Though it wasn’t always easy, Ramla Geilani is proud to say she’s graduating this year.
The COVID-19 pandemic reshaped her college experience and made things harder, she said.
“The hardest thing about graduating college during a pandemic was starting to lose motivation,” Geilani said. “Us college students didn’t really get to experience the regular college experience this past year and a half due to the pandemic.”
And even before classes went remote, it took some time for her to adjust to Highline.
“During my first quarter of college the classes were very overwhelming, and I had a habit of procrastinating when it came to getting my work done and would complete everything last minute,” said Geilani. “But you get used to the classes after a while, and one thing that really helped me was breaking my habit of procrastination.”
Geilani, who is 17, grew up in the Seattle area. She made her way to Highline through Running Start, a dual-credit program for students in their final two years of high school to take certain college classes for free.
“Highline was the most convenient school for me to attend,” she said. “It was the college that was closest to my house.”
While at Highline, Geilani also worked as a student employee in the Advising Center.

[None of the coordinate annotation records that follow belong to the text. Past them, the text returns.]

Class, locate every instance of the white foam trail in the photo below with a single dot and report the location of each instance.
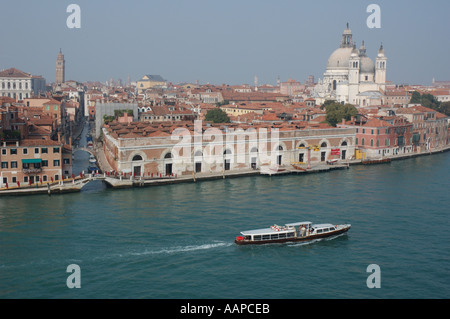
(181, 249)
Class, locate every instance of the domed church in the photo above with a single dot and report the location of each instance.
(351, 72)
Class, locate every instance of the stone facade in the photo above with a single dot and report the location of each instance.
(216, 148)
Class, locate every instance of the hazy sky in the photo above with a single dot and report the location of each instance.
(217, 42)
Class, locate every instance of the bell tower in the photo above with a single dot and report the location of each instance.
(60, 68)
(347, 41)
(380, 69)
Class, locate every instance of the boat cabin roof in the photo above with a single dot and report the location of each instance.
(289, 228)
(316, 226)
(298, 224)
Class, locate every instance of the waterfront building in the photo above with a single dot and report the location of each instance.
(31, 161)
(429, 126)
(27, 152)
(60, 68)
(186, 148)
(350, 72)
(19, 85)
(379, 137)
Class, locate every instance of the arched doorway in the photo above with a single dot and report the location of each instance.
(168, 164)
(279, 156)
(253, 157)
(198, 159)
(301, 154)
(343, 149)
(323, 153)
(136, 167)
(227, 159)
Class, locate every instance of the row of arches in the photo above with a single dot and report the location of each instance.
(167, 157)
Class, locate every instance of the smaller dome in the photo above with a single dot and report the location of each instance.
(367, 65)
(339, 58)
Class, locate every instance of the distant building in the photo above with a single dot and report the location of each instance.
(102, 109)
(291, 86)
(350, 72)
(60, 68)
(150, 81)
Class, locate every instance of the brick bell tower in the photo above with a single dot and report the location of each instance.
(60, 68)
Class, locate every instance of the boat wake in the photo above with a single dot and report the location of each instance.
(315, 241)
(181, 249)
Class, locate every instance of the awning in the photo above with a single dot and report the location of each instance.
(31, 161)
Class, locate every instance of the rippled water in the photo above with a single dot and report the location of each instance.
(176, 241)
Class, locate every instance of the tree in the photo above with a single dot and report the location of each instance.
(336, 112)
(445, 108)
(217, 115)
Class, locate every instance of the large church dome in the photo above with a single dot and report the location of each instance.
(367, 65)
(339, 58)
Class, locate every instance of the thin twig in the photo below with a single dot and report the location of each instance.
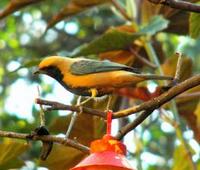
(182, 5)
(59, 106)
(121, 10)
(142, 59)
(130, 126)
(73, 119)
(178, 68)
(46, 138)
(42, 112)
(162, 99)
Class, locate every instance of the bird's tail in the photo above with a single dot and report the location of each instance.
(154, 77)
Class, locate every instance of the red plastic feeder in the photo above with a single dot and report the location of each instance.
(106, 153)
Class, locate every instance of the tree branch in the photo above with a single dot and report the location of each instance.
(182, 5)
(46, 138)
(162, 99)
(59, 106)
(130, 126)
(142, 59)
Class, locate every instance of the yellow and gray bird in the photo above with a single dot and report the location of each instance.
(86, 77)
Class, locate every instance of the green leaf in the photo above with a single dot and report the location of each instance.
(194, 25)
(156, 24)
(111, 40)
(28, 64)
(181, 159)
(9, 153)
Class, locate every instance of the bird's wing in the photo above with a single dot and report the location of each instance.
(83, 67)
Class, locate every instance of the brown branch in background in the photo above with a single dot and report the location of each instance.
(59, 106)
(179, 134)
(182, 5)
(142, 59)
(130, 126)
(162, 99)
(121, 10)
(42, 112)
(46, 138)
(178, 68)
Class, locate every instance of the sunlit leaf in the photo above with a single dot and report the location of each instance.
(15, 5)
(119, 56)
(111, 40)
(72, 8)
(10, 152)
(182, 162)
(169, 67)
(156, 24)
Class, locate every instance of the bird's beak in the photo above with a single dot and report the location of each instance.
(39, 72)
(36, 72)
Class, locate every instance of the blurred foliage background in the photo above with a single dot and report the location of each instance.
(97, 29)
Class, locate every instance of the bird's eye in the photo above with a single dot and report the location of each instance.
(53, 72)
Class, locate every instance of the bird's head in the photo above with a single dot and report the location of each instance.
(54, 66)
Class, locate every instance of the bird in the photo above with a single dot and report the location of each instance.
(88, 77)
(93, 78)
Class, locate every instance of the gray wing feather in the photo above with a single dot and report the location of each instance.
(83, 67)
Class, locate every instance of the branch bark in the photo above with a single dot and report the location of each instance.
(130, 126)
(162, 99)
(46, 138)
(59, 106)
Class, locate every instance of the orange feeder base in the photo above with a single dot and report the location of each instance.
(106, 154)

Her dedication and hard work stood out to her supervisor, Renata Cummings, who is Highline’s associate director of Advising and Transfer Planning.
“She took on special projects and has helped improve our feedback numbers by following up with students who come in to see advisers,” Cummings said.
She also said Geilani’s maturity and professionalism, which she’s noticed despite only ever knowing her remotely, are admirable.
In addition to helping students with her work at the Advising Center, Geilani has received help from advisers at Highline herself, and suggested others do the same.
“You’re not always alone,” she said. “You have resources around campus that are there to help you, and the best thing you could do is take advantage of those resources.”
Geilani said even though college can be difficult, it’s important to keep going.
“You’re the only person that can make things possible for yourself, you must believe in yourself,” she said. “College isn’t always easy, you might have times when you want to give up, but you must persevere, we can’t always give up when things get hard.”
Geilani is aware that all she’s achieving at such a young age is worth celebrating.
“I’m proud that I’m graduating high school with more credits than I need,” she said. “I’m proud that I’m 17 and receiving my high school diploma and associate’s degree all in the same week.”
In the fall, Geilani plans to attend the University of Washington Bothell where she will pursue a business degree.